This is not clear to me because rdt_move_group_tasks() seems to have the
same code as shown below as vulnerable to re-ordering. Only difference
is that it uses the "//false" checks to set a bit in the cpumask for a
later IPI instead of an immediate IPI.

> faster than an smp_mb(). I'll take some measurements to see.
> 
> The presumed behavior is __rdtgroup_move_task() not seeing t1 running
> yet implies that it observes the updated values:
> 
> CPU 0                                   CPU 1
> -----                                   -----
> (t1->{closid,rmid} -> {1,1})            (rq->curr -> t0)
> 
> __rdtgroup_move_task():
>   t1->{closid,rmid} <- {2,2}
>   curr <- t1->cpu->rq->curr
>                                         __schedule():
>                                           rq->curr <- t1
>                                         resctrl_sched_in():
>                                           t1->{closid,rmid} -> {2,2}
>   if (curr == t1) // false
>     IPI(t1->cpu)

I understand that the test is false when it may be expected to be true, but
there does not seem to be a problem because of that. t1 was scheduled in with
the correct CLOSID/RMID and its CPU did not get an unnecessary IPI.

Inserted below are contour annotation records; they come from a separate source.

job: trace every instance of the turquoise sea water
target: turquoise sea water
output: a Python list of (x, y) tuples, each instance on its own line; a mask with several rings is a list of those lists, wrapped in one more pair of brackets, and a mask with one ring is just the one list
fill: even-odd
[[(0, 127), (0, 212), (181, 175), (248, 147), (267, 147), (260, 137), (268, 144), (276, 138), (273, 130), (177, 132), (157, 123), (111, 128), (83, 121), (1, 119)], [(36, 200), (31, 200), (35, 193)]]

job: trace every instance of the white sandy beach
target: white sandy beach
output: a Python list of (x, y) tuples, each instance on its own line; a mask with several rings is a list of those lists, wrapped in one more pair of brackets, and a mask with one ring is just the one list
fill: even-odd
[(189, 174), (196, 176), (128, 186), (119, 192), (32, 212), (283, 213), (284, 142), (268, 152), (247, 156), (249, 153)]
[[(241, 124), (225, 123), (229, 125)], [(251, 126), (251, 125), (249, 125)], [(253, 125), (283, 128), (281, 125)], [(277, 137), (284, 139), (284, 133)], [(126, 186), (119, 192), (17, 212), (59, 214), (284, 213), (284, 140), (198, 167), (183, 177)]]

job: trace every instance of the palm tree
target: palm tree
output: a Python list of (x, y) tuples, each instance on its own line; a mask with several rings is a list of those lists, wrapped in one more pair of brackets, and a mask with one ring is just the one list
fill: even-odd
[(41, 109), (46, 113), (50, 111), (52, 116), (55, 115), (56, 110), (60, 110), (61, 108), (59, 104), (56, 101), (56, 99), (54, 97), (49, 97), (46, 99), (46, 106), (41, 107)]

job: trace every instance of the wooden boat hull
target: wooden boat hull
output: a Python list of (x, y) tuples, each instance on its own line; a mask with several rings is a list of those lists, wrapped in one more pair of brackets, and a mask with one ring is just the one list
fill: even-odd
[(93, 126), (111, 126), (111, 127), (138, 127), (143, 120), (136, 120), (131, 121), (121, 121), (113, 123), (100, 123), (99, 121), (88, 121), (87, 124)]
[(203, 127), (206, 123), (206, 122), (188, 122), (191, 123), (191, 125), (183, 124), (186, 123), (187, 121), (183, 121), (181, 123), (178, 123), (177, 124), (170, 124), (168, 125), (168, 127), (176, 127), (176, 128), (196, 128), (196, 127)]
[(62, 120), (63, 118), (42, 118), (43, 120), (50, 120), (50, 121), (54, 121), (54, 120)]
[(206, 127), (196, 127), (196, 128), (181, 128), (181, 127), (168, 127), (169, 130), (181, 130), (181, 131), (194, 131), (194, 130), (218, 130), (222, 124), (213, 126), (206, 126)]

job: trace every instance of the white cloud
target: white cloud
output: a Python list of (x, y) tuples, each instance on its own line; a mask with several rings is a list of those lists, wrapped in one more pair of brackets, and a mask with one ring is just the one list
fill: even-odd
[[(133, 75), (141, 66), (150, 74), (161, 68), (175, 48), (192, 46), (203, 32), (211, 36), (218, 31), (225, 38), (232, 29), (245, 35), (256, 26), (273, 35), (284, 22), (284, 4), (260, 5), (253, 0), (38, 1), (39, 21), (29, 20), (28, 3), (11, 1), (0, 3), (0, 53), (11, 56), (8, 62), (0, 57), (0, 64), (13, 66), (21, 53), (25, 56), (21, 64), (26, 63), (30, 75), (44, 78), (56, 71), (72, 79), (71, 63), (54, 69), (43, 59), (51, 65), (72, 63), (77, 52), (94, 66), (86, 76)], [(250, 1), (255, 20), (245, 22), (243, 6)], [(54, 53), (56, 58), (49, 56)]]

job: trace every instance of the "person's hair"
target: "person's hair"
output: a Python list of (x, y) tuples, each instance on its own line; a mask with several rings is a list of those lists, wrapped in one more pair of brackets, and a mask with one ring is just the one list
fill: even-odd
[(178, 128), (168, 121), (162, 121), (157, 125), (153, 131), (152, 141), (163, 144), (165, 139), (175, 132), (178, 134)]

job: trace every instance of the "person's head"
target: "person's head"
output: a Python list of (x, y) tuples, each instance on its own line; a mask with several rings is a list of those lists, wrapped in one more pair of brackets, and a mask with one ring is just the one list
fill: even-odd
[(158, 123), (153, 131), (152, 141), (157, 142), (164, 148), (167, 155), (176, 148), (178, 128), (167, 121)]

> In (1), CPU 0 is allowed to store {closid,rmid} after reading whether t1
> is current:
> 
> CPU 0                                   CPU 1
> -----                                   -----
> __rdtgroup_move_task():
>   curr <- t1->cpu->rq->curr
>                                         __schedule():
>                                           rq->curr <- t1
>                                         resctrl_sched_in():
>                                           t1->{closid,rmid} -> {1,1}
>   t1->{closid,rmid} <- {2,2}
>   if (curr == t1) // false
>    IPI(t1->cpu)

Yes, this I understand to be the problematic scenario.
 
> Please let me know if these diagrams clarify things.

They do, thank you very much.

Reinette
  
Peter Newman Dec. 12, 2022, 5:36 p.m. UTC | #6
Hi Reinette,

On Sat, Dec 10, 2022 at 12:54 AM Reinette Chatre <reinette.chatre@intel.com> wrote:
> On 12/8/2022 2:30 PM, Peter Newman wrote:
> > Based on this, I'll just sketch out the first scenario below and drop
> > (2) from the changelog. This also implies that the group update cases
>
> ok, thank you for doing that analysis.
>
> > can use a single smp_mb() to provide all the necessary ordering, because
> > there's a full barrier on context switch for it to pair with, so I don't
> > need to broadcast IPI anymore.  I don't know whether task_call_func() is
>
> This is not clear to me because rdt_move_group_tasks() seems to have the
> same code as shown below as vulnerable to re-ordering. Only difference
> is that it uses the "//false" checks to set a bit in the cpumask for a
> later IPI instead of an immediate IPI.

An smp_mb() between writing the new task_struct::{closid,rmid} and
calling task_curr() would prevent the reordering I described, but I
was worried about the cost of executing a full barrier for every
matching task.

I tried something like this:

for_each_process_thread(p, t) {
	if (!from || is_closid_match(t, from) ||
	    is_rmid_match(t, from)) {
		WRITE_ONCE(t->closid, to->closid);
		WRITE_ONCE(t->rmid, to->mon.rmid);
		/* group moves are serialized by rdt */
		t->resctrl_dirty = true;
	}
}
if (IS_ENABLED(CONFIG_SMP) && mask) {
	/* Order t->{closid,rmid} stores before loads in task_curr() */
	smp_mb();
	for_each_process_thread(p, t) {
		if (t->resctrl_dirty) {
			if (task_curr(t))
				cpumask_set_cpu(task_cpu(t), mask);
			t->resctrl_dirty = false;
		}
	}
}

I repeated the `perf bench sched messaging -g 40 -l100000 ` benchmark
from before[1] to compare this with the baseline, and found that it
only increased the time to delete the benchmark's group from 1.65ms to
1.66ms, so it's an alternative to what I last posted.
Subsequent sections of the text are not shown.